Comprehensive dental image analysis

In the dental field, image data (X-ray images) represent the initial source of information for a first assessment of a patient's health status and also serve as the basis for further planning of the treatment process. Both extraoral images, such as the orthopantomogram (OPG) or lateral cephalometric radiographs (LCR), and intraoral images, such as bitewing radiographs, are used. The OPG is the typical initial image because all teeth including roots are clearly visible.

More comprehensive analyses take time

The features recognizable in the images (caries, fillings, etc.) of the teeth must first be visually analyzed and then documented by the doctor. More comprehensive analysis methods, such as determining angles and relationships between manually identified landmarks in lateral cephalometric radiographs, require significantly more time and effort.

Automatically extracted information supports medical staff

The Visual Healthcare Technologies department is working on solutions that enable automatic analysis of image data and provide the extracted information to the doctor. As a fundamental step, the contours of the individual teeth are automatically found in the images. In this process, the domain-specific knowledge of experts is represented through a statistical model, which depicts both the relative positional relationships and the shape variance of the teeth. This model is initially placed on an image using deep learning. Subsequently, the teeth in the image can be identified and their contours found.

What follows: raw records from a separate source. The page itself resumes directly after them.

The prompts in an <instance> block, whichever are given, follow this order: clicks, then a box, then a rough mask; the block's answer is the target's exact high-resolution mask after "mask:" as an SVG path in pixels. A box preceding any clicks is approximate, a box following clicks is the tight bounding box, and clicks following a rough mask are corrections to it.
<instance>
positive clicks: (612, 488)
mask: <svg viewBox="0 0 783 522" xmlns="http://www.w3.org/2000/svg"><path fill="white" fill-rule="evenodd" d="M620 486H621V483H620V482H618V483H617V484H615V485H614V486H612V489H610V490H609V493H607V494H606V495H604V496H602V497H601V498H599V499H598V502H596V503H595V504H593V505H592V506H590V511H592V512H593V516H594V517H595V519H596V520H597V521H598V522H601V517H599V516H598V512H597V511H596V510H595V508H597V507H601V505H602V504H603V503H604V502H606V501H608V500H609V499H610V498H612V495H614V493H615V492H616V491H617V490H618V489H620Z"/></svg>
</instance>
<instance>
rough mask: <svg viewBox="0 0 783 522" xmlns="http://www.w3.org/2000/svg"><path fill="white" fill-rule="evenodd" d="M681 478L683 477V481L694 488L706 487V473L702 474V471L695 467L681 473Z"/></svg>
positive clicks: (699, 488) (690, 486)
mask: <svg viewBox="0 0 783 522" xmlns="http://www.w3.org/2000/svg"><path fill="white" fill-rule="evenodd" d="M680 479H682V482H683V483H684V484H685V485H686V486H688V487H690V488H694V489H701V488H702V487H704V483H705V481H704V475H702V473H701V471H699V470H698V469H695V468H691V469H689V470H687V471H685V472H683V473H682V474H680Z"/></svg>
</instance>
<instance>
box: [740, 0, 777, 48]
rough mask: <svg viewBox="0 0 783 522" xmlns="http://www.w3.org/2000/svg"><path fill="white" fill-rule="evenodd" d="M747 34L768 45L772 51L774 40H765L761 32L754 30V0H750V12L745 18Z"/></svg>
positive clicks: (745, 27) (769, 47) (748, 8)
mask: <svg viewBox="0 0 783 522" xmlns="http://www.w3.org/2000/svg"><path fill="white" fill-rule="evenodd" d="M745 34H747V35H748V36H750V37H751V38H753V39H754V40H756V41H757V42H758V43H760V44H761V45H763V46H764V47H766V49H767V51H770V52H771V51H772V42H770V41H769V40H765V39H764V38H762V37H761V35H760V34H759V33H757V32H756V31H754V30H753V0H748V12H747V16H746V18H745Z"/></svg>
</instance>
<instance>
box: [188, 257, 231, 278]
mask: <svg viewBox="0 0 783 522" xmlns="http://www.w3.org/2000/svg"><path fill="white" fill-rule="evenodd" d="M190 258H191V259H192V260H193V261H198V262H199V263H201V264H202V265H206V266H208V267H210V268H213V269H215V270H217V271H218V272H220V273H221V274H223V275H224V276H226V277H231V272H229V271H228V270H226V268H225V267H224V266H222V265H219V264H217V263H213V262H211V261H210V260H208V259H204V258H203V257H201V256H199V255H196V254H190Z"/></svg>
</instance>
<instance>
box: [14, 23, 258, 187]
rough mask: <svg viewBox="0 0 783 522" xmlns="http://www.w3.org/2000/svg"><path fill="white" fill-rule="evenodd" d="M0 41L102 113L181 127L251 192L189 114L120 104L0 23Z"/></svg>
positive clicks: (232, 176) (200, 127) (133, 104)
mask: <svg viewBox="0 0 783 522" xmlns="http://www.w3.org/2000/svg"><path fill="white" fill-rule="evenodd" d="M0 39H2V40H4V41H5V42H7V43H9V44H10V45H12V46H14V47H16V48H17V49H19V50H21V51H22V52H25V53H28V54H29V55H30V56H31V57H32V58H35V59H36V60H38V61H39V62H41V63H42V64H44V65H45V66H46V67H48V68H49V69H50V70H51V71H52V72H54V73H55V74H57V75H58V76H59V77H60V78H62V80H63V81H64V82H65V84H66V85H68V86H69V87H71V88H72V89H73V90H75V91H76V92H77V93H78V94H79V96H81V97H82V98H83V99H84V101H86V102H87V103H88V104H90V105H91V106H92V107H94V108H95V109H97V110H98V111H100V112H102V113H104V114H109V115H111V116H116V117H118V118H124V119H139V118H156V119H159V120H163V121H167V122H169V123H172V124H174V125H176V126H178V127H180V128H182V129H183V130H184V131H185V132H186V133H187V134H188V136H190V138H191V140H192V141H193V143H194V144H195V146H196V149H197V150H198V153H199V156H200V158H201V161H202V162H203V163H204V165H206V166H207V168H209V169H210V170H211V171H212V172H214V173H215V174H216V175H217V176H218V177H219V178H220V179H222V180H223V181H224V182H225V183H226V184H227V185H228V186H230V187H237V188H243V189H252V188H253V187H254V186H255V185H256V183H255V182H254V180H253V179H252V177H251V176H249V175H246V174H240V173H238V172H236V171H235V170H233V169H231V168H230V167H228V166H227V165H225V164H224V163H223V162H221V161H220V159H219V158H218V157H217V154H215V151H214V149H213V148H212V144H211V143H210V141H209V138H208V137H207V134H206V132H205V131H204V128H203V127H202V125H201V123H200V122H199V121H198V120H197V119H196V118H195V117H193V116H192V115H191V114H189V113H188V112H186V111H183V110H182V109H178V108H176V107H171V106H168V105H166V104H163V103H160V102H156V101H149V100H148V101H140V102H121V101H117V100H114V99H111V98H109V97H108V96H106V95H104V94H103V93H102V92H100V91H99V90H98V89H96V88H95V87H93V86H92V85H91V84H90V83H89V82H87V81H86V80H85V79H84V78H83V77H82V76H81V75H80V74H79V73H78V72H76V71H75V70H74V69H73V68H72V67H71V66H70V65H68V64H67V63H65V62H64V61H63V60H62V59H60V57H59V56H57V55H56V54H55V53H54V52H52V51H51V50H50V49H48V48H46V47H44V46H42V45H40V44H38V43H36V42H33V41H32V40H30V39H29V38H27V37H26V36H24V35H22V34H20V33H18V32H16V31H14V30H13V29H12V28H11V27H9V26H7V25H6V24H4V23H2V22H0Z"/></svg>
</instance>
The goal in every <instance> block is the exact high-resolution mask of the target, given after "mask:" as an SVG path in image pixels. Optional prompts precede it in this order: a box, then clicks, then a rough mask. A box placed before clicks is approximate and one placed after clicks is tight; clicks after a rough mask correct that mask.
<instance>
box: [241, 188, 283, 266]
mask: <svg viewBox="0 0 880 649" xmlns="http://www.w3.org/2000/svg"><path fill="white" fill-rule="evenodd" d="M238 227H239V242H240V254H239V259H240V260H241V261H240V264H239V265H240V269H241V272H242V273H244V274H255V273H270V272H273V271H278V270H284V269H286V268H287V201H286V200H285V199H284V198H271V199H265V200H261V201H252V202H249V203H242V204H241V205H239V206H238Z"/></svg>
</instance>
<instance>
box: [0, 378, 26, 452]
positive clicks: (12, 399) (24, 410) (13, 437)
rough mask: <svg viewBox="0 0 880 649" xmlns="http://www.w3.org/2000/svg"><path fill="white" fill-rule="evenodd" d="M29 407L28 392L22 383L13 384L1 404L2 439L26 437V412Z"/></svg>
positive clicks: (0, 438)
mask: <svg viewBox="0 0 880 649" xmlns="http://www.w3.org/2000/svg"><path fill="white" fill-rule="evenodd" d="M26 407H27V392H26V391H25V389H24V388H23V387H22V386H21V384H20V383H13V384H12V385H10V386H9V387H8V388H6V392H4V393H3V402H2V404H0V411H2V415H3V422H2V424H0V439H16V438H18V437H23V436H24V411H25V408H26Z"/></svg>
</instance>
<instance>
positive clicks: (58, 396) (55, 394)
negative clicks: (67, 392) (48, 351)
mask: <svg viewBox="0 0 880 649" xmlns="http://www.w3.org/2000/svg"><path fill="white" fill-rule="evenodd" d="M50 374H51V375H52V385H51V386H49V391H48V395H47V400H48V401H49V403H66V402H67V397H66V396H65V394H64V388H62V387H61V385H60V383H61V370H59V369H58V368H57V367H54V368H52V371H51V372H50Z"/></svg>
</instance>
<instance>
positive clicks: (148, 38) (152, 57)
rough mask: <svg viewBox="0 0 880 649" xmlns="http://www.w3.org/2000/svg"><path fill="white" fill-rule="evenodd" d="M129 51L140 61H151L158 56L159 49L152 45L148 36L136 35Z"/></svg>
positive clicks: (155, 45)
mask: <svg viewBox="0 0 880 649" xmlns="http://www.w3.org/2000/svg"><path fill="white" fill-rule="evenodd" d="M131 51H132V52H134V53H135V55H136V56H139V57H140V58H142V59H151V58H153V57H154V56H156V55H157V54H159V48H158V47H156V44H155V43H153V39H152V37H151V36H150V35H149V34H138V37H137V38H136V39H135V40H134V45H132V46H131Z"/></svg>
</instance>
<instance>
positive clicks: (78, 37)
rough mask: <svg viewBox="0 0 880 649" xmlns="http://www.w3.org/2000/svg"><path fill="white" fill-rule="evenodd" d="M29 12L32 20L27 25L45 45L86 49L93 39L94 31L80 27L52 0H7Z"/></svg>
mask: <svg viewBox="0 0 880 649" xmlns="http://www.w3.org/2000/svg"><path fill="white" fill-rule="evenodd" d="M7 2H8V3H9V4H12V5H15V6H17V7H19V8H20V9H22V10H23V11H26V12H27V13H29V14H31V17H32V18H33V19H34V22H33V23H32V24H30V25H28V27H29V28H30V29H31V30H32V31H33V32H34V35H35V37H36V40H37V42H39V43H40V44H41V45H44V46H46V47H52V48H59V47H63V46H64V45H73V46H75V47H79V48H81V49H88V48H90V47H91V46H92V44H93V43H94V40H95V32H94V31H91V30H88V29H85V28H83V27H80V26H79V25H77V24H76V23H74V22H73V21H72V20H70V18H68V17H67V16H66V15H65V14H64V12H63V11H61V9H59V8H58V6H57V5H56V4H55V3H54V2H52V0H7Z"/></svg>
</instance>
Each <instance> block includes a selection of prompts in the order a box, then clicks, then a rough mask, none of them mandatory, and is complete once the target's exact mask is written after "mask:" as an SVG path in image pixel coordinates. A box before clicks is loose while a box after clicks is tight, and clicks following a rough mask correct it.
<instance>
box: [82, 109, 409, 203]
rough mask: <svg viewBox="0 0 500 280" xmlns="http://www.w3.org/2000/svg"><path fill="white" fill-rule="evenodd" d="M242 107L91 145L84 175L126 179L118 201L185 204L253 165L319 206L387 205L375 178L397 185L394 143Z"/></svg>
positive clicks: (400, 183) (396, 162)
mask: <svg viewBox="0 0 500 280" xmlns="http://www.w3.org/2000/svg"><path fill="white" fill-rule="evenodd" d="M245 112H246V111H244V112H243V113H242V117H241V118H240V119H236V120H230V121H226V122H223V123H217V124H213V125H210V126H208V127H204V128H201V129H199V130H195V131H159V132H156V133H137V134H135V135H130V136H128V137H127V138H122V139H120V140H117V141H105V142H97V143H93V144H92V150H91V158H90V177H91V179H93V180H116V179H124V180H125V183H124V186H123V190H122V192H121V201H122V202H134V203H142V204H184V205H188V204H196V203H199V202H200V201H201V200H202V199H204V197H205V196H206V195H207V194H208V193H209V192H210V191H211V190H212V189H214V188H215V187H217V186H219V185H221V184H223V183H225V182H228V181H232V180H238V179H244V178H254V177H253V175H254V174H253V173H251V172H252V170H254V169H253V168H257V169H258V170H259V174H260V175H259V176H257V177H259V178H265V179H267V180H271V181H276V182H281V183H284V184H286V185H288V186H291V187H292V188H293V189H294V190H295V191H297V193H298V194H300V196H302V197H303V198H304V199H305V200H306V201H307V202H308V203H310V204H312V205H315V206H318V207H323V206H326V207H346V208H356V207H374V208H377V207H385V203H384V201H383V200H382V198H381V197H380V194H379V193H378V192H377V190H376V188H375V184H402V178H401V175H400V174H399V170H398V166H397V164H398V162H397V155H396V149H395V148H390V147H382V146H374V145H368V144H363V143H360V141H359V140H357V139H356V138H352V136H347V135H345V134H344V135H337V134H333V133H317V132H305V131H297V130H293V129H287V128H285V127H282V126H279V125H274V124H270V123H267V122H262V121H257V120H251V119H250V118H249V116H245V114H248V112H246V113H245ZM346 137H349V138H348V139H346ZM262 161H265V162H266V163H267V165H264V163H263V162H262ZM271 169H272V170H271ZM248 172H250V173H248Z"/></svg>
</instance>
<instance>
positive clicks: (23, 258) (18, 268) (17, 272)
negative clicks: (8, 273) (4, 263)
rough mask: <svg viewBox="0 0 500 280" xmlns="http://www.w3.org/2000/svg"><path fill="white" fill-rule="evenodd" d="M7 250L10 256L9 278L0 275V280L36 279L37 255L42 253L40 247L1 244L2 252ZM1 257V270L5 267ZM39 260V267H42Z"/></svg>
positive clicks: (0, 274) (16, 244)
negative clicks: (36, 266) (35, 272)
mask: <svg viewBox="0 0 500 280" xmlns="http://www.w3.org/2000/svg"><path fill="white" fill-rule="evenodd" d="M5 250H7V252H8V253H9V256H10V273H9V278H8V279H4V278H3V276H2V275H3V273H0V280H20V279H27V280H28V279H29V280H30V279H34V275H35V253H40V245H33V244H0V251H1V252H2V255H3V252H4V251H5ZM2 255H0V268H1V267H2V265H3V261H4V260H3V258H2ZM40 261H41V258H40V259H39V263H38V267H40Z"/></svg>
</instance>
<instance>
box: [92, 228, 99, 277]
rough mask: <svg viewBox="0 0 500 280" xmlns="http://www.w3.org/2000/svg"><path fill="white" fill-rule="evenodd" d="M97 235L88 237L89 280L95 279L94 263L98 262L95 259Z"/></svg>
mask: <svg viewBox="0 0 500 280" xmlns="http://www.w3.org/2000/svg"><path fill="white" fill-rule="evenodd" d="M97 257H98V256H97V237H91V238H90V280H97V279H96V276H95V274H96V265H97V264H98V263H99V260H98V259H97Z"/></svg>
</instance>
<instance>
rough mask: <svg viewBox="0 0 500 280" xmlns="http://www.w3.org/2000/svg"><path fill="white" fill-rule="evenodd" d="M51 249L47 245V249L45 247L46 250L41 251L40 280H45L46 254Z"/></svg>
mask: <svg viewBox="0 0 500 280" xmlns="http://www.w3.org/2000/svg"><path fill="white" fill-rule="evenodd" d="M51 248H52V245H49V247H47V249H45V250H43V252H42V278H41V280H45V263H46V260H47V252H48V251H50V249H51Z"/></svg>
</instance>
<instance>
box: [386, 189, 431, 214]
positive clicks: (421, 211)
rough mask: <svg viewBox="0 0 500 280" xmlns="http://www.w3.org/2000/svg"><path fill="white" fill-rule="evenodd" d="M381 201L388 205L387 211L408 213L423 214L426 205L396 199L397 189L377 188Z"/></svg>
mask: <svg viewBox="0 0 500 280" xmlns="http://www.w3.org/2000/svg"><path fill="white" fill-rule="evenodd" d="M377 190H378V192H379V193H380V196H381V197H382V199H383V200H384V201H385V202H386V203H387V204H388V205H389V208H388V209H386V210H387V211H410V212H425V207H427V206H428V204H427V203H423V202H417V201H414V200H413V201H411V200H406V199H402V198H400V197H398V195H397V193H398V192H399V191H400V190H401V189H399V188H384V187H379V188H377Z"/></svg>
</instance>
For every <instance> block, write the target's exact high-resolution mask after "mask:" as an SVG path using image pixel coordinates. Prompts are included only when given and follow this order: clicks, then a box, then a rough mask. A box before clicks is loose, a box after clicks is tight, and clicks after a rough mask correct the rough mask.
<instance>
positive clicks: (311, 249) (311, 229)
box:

The existing orthopantomogram, a two-dimensional X-ray image of the upper and lower jaws.
The final segmentations of the individual teeth can now be used to find individual characteristics of these teeth and to provide them collectively.

Image-based 3D reconstruction of teeth

The department is also working on solutions to extract information from image data that is normally used only for documentation purposes. In the orthodontic treatment of dental misalignments, five photographs of the dentition are routinely taken, whose automatic evaluation can support the decision-making process and the monitoring of the treatment course. For this purpose, the tooth contours and numbering are first extracted in the individual photographs. Subsequently, the silhouettes generated in this way, which represent the teeth from different angles, are used to determine the surface and spatial arrangement of the teeth in a deformation-based reconstruction process. Based on the resulting 3D model of the dentition, the information relevant to the medical staff can then be calculated.

© Fraunhofer IGD
The tooth contours and numbering from the five routinely taken photographs are used to automatically reconstruct a 3D model of the dentition.